For the math alone, I agree with the extension of the payroll tax cut. It is a great way to place 160 million times $1,000 into the economy, automatically. For most people, the periodic extra $40 will go right back into their neighborhood businesses, or maybe just to their gas stations.

However…

This is a short-term fix for a long-term problem.

Tax

What are the long-term losses for the rest of us?

 

  • Now both houses of Congress know that the payroll tax (Social Security can be played for political gain.  Is the “third rail” gone? As Senator Harkin said yesterday,

“I never thought I would have to see the day when a Democratic president of the United States and a Democratic vice president would agree to put Social Security in this kind of jeopardy,” exclaimed a visibly agitated Harkin from the Senate floor. “Never did I ever imagine a Democratic president would be the beginning of the unraveling of Social Security.”

  • Restoration of these contributions (or payroll taxes) is now positioned as a tax cut on the middle class (as opposed to a contribution to a valuable old age and retirement insurance program).
  • If you don’t need the $40 now, are you saving this money for the long-term? Did you increase your contributions to your 401(k) this year?
  • How does this cut affect the health of the Social Security program as a whole? According to the White House, it doesn’t.

Alicia Munnell, of the Boston Center for Retirement Research (BCRR) has a sensible suggestion for restoration of the cut here.

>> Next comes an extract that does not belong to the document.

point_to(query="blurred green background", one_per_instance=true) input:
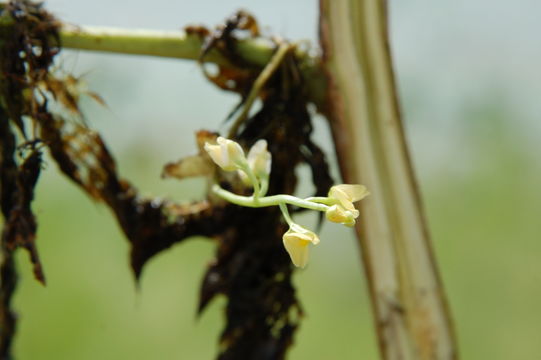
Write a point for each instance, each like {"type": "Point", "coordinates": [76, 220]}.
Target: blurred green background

As a financial advisor, I can tell you that the retirement age clients I have met with in the last six months are extremely grateful for their Social Security income. If you look at it as a proxy for a pension or annuity, the perceived value in your portfolio goes way up.

When you compare your Social Security income to the downs and ups of the stock market in the last 3-4 years, a staid stable, guaranteed, income for life, for part of your retirement planning begins to look pretty awesome.

Americans are already not saving enough for retirement, and this payroll tax cut doesn’t help us “eat our peas”.